Quand la Suisse n'est pas à l'heure…

Initialement prévue pour 2000, puis pour 2001, la grande exposition nationale ouvre enfin ses portes. Posées sur l'eau, les éphémères constructions de Jean Nouvel, Coop Himmelblau et consorts seront démontées dans 159 jours.


A Morat, le Monolithe de Jean Nouvel
© ADAGP
Dans la tradition des expositions nationales suisses, Expo.02 est la cinquième édition depuis 1883 (la précédente ayant eu lieu en 1964 à Lausanne). Elle est organisée au cœur de la Suisse occidentale, dans la région dite des Trois Lacs. Cinq villes se sont réunies pour la mettre en œuvre : Bienne (Biel en allemand), Neuchâtel, Yverdon, Morat (Murten) et Jura. Du 15 mai au 20 octobre, chacune propose sur son Arteplage - terme inventé par les concepteurs de l’expo, contraction des mots «art» et «plage», Expo.02 étant installée sur les bords des lacs ou sur l’eau – expositions, manifestations, spectacles, etc. Le programme de l’été est dense, varié, pour tous les genres et tous les âges. Initialement portée par l’artiste Pipilotti Rist, Expo.02 a été reprise en main à partir de 2000 par l’ingénieur urbaniste Nelly Wenger et par Martin Heller, directeur artistique. Leur maître-mot est : respect du site. Toutes les installations prévues sont entièrement démontables, pour laisser les bordures des lacs dans leur état d’origine. Les concepteurs invités ont eu pour consigne stricte de réaliser des constructions «propres» qui ne laisseront aucune trace à l’issue de la manifestation.

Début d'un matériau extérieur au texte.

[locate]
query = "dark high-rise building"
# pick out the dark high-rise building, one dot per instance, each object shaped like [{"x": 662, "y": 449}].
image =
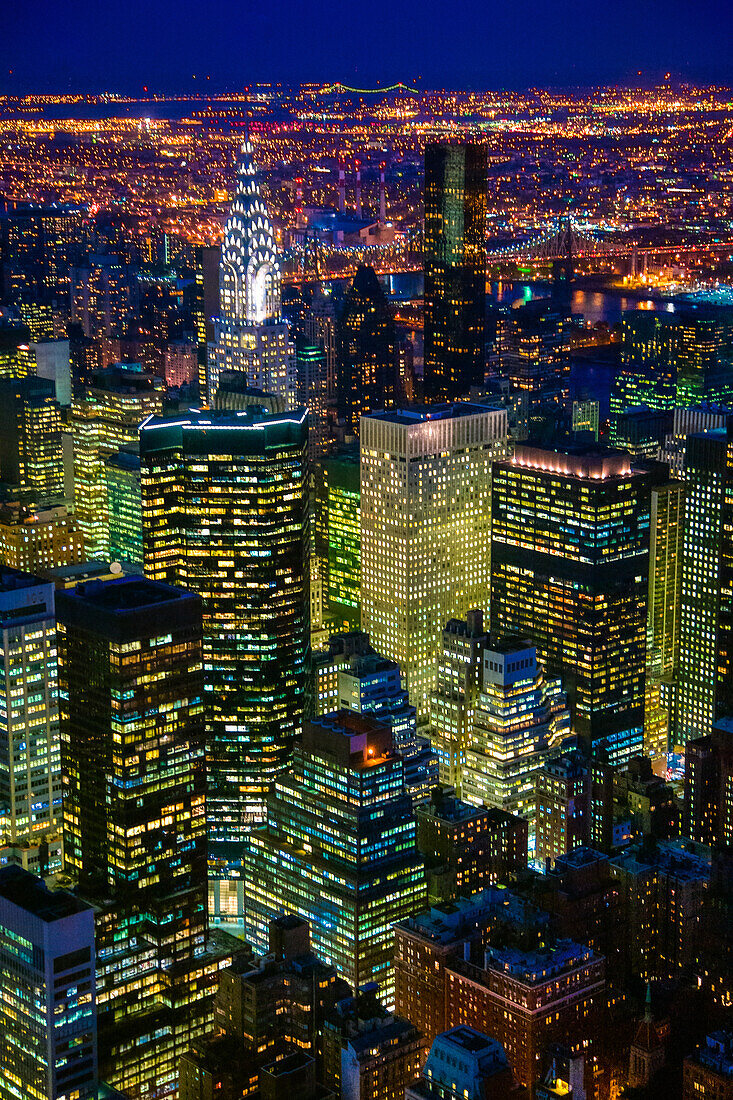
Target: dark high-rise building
[
  {"x": 225, "y": 515},
  {"x": 47, "y": 1002},
  {"x": 339, "y": 848},
  {"x": 709, "y": 787},
  {"x": 131, "y": 707},
  {"x": 455, "y": 268},
  {"x": 312, "y": 372},
  {"x": 365, "y": 349},
  {"x": 570, "y": 548}
]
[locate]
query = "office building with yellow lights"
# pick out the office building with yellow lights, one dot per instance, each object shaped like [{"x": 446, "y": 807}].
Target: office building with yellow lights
[
  {"x": 30, "y": 751},
  {"x": 570, "y": 571},
  {"x": 37, "y": 541},
  {"x": 520, "y": 716},
  {"x": 425, "y": 529},
  {"x": 225, "y": 505},
  {"x": 131, "y": 708},
  {"x": 31, "y": 446},
  {"x": 339, "y": 848}
]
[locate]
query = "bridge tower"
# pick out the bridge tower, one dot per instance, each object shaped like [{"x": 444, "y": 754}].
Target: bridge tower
[{"x": 562, "y": 268}]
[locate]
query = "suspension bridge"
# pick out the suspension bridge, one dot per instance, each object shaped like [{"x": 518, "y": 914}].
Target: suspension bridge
[{"x": 566, "y": 242}]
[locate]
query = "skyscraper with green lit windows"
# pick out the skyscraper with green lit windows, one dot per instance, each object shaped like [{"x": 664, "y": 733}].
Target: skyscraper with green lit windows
[
  {"x": 570, "y": 571},
  {"x": 455, "y": 262},
  {"x": 339, "y": 848}
]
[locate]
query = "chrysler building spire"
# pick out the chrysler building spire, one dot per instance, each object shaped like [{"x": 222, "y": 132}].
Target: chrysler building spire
[{"x": 250, "y": 334}]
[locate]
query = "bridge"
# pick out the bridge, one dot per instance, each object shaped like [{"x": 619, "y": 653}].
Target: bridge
[{"x": 567, "y": 241}]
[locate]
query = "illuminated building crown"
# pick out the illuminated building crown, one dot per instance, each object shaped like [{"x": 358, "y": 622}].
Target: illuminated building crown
[{"x": 249, "y": 272}]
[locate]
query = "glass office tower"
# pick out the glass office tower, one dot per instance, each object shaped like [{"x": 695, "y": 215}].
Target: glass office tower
[
  {"x": 131, "y": 708},
  {"x": 225, "y": 515},
  {"x": 339, "y": 848},
  {"x": 570, "y": 570},
  {"x": 425, "y": 529},
  {"x": 30, "y": 782}
]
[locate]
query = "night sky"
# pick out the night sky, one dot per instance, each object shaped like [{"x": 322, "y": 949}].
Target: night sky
[{"x": 58, "y": 45}]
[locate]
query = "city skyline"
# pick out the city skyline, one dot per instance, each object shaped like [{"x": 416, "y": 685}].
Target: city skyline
[{"x": 94, "y": 47}]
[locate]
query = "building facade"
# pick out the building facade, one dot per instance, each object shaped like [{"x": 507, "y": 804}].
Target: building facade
[
  {"x": 225, "y": 515},
  {"x": 47, "y": 1008},
  {"x": 520, "y": 716},
  {"x": 570, "y": 570},
  {"x": 339, "y": 848},
  {"x": 30, "y": 751},
  {"x": 455, "y": 262},
  {"x": 425, "y": 529},
  {"x": 131, "y": 689},
  {"x": 459, "y": 680}
]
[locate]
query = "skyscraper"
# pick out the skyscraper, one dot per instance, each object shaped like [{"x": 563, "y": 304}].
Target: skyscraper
[
  {"x": 106, "y": 417},
  {"x": 225, "y": 515},
  {"x": 455, "y": 264},
  {"x": 250, "y": 334},
  {"x": 339, "y": 848},
  {"x": 702, "y": 595},
  {"x": 47, "y": 999},
  {"x": 562, "y": 806},
  {"x": 452, "y": 703},
  {"x": 709, "y": 787},
  {"x": 367, "y": 370},
  {"x": 123, "y": 505},
  {"x": 351, "y": 675},
  {"x": 570, "y": 570},
  {"x": 31, "y": 448},
  {"x": 134, "y": 817},
  {"x": 30, "y": 752},
  {"x": 338, "y": 538},
  {"x": 518, "y": 717},
  {"x": 36, "y": 541},
  {"x": 425, "y": 529},
  {"x": 666, "y": 542}
]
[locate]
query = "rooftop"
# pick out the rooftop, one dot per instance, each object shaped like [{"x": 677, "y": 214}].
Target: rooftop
[
  {"x": 14, "y": 580},
  {"x": 128, "y": 608},
  {"x": 586, "y": 461},
  {"x": 684, "y": 859},
  {"x": 31, "y": 894},
  {"x": 448, "y": 921}
]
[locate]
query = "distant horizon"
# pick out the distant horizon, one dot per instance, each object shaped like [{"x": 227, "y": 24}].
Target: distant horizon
[
  {"x": 472, "y": 44},
  {"x": 645, "y": 83}
]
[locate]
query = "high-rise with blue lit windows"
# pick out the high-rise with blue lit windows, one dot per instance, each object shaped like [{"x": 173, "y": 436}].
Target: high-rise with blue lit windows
[
  {"x": 339, "y": 848},
  {"x": 570, "y": 570},
  {"x": 225, "y": 515},
  {"x": 47, "y": 1003}
]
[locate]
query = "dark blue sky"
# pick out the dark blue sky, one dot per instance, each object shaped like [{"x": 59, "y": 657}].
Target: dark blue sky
[{"x": 98, "y": 44}]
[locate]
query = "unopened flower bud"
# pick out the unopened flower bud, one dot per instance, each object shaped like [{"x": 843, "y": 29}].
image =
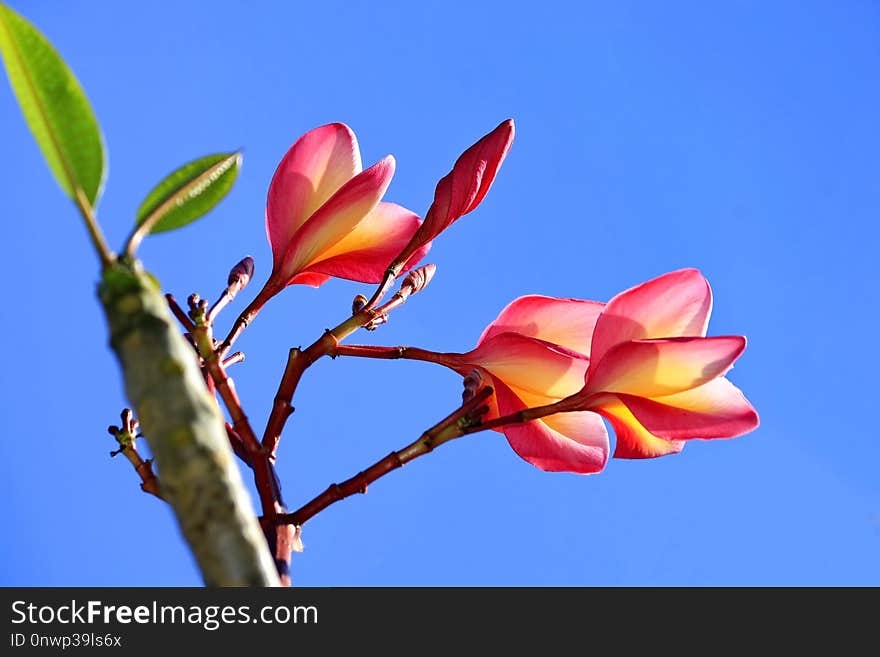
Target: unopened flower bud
[
  {"x": 472, "y": 382},
  {"x": 358, "y": 303},
  {"x": 419, "y": 278},
  {"x": 241, "y": 274}
]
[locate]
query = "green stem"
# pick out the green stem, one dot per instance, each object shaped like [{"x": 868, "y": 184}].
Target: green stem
[
  {"x": 88, "y": 214},
  {"x": 185, "y": 430}
]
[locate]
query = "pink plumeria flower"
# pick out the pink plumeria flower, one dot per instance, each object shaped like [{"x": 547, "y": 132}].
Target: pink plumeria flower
[
  {"x": 463, "y": 189},
  {"x": 325, "y": 216},
  {"x": 656, "y": 377},
  {"x": 535, "y": 353}
]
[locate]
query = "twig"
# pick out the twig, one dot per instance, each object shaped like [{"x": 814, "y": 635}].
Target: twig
[
  {"x": 126, "y": 437},
  {"x": 451, "y": 427}
]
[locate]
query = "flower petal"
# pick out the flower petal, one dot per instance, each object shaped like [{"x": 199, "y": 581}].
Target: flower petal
[
  {"x": 652, "y": 368},
  {"x": 716, "y": 409},
  {"x": 565, "y": 442},
  {"x": 566, "y": 322},
  {"x": 314, "y": 168},
  {"x": 312, "y": 279},
  {"x": 632, "y": 440},
  {"x": 529, "y": 364},
  {"x": 674, "y": 305},
  {"x": 365, "y": 253},
  {"x": 337, "y": 218}
]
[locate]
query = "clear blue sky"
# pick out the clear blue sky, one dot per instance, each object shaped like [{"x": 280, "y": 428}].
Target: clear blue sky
[{"x": 740, "y": 138}]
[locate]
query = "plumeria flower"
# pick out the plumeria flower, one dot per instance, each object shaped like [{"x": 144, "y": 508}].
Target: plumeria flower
[
  {"x": 642, "y": 361},
  {"x": 325, "y": 216},
  {"x": 462, "y": 189},
  {"x": 537, "y": 352},
  {"x": 655, "y": 375}
]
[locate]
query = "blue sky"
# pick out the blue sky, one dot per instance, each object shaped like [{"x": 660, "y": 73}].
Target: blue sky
[{"x": 740, "y": 138}]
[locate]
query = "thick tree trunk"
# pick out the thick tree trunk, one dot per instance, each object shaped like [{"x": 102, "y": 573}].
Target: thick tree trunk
[{"x": 185, "y": 430}]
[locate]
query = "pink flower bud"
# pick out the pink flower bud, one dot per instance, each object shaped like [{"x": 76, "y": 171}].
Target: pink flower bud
[{"x": 241, "y": 274}]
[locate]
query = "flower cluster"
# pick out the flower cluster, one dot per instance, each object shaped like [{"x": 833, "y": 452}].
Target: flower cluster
[{"x": 642, "y": 361}]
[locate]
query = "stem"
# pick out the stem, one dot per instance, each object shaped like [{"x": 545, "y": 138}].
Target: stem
[
  {"x": 227, "y": 296},
  {"x": 265, "y": 477},
  {"x": 185, "y": 431},
  {"x": 297, "y": 363},
  {"x": 391, "y": 353},
  {"x": 98, "y": 241},
  {"x": 447, "y": 429},
  {"x": 386, "y": 284},
  {"x": 242, "y": 322},
  {"x": 567, "y": 405},
  {"x": 177, "y": 311}
]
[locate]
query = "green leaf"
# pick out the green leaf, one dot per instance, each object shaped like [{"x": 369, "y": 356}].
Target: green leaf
[
  {"x": 55, "y": 107},
  {"x": 188, "y": 193}
]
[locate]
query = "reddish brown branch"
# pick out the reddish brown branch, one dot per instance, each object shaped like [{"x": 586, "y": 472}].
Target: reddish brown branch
[
  {"x": 449, "y": 428},
  {"x": 181, "y": 316}
]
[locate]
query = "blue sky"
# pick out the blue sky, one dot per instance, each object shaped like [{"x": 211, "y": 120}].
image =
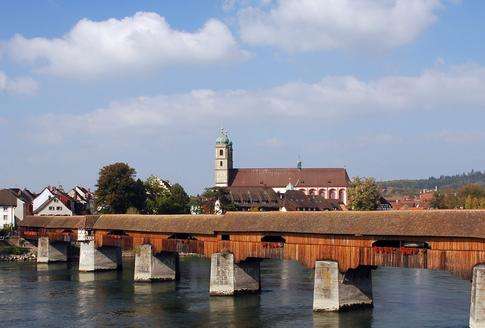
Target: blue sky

A Morat, le passage hors sol de Via Lewondosky
Les thèmes des Arteplages sont «Pouvoir et Liberté» (à Bienne), «Instant et Eternité» (à Morat), «Nature et Artifice» (à Neuchâtel), «Moi et l’Univers» (à Yverdon) et le plus fantasque «Sens et Mouvance» sur le bateau voyageur qui représente la ville de Jura. Sélectionnées après concours, de grandes pointures de l’architecture participent à l’événement, comme le groupe autrichien Coop Himmelblau pour la réalisation de trois tours dont les dimensions (40 mètres de haut en moyenne) symbolisent le pouvoir et l’argent sur le ponton supérieur de Bienne. Jean Nouvel répond à la cité médiévale de Morat par un monolithe métallique émergeant des eaux du lac. Une belle image que nous propose l’architecte parisien qui a choisi de symboliser par ce cube de 34 mètres de côté l’Eternité, massif et aveugle, contredisant les lois de la nature, semblant flotter sur l’eau malgré son poids. Sur les berges, il a mis en œuvre des installations, amas de troncs d’arbres, remblais de sable et de gravier. L’architecte s’est opposé aux structures éphémères installées sur l’Arteplage sans son aval, action qu’il a qualifiée de «désastre absolu et contre-sens flagrant», ce à quoi les organisateurs ont répondu que le site était un lieu de festivité avant tout…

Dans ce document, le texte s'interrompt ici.